For more resources visit sunshinecoast.qld.gov.au.

Tips on how to remain connected

Sunshine Coast Council provides the following information to help residents stay in touch during self-isolation.

  1. Call your friends, colleagues and relatives regularly on the phone.
  2. Reach out and check on your neighbours and assist those who may be isolated or unable to cope, especially our older neighbours.
  3. Leave a contact card in your neighbour’s mailbox with your phone number and how you can help, such as shopping or running errands.
  4. If you can’t physically visit can you speak to your neighbours from over a fence, across balconies or from the end of the driveway?
  5. Create a Facebook group with neighbours, share how you’re getting on and ask other people how they are, share knowledge, skills and resources.
  6. Use video calls when you cannot physically visit. You can do this on your computer or smart phone using Skype, Zoom or Facebook Messenger.
  7. Red Cross can provide you with a daily telephone call to check on your wellbeing through a service known as Telecross.
  8. Showing kindness to others not only helps them but can also increase your sense of purpose and value, improving your own wellbeing.

Apps to help connect

From Houseparty to Hangouts, these apps can help you stay social in coronavirus isolation.

  • Houseparty allows video chats and games between a small groups of friends.
  • Bunch is an app that lets you play mobile games with your friends. All you need to do is start the game via Bunch and text them a link.
  • Google Hangouts uses your Google account and allows up to 50 people in a single call.
  • Zoom allows video conferencing, online meetings and group messaging.

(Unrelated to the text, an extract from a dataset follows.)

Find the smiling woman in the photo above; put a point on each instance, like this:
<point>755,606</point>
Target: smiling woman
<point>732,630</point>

Council’s top tips for reducing stress while in isolation include:

  1. Set up a daily routine for everyone in the household.
  2. Plan activities that are fun and give you a sense of achievement.
  3. Maintain physical fitness and reduce stress with an at-home exercise routine.
  4. Eat well, plan ahead and learn to cook a variety of nutritious meals.
  5. Stay connected with friends and family via phone, email and video conferencing.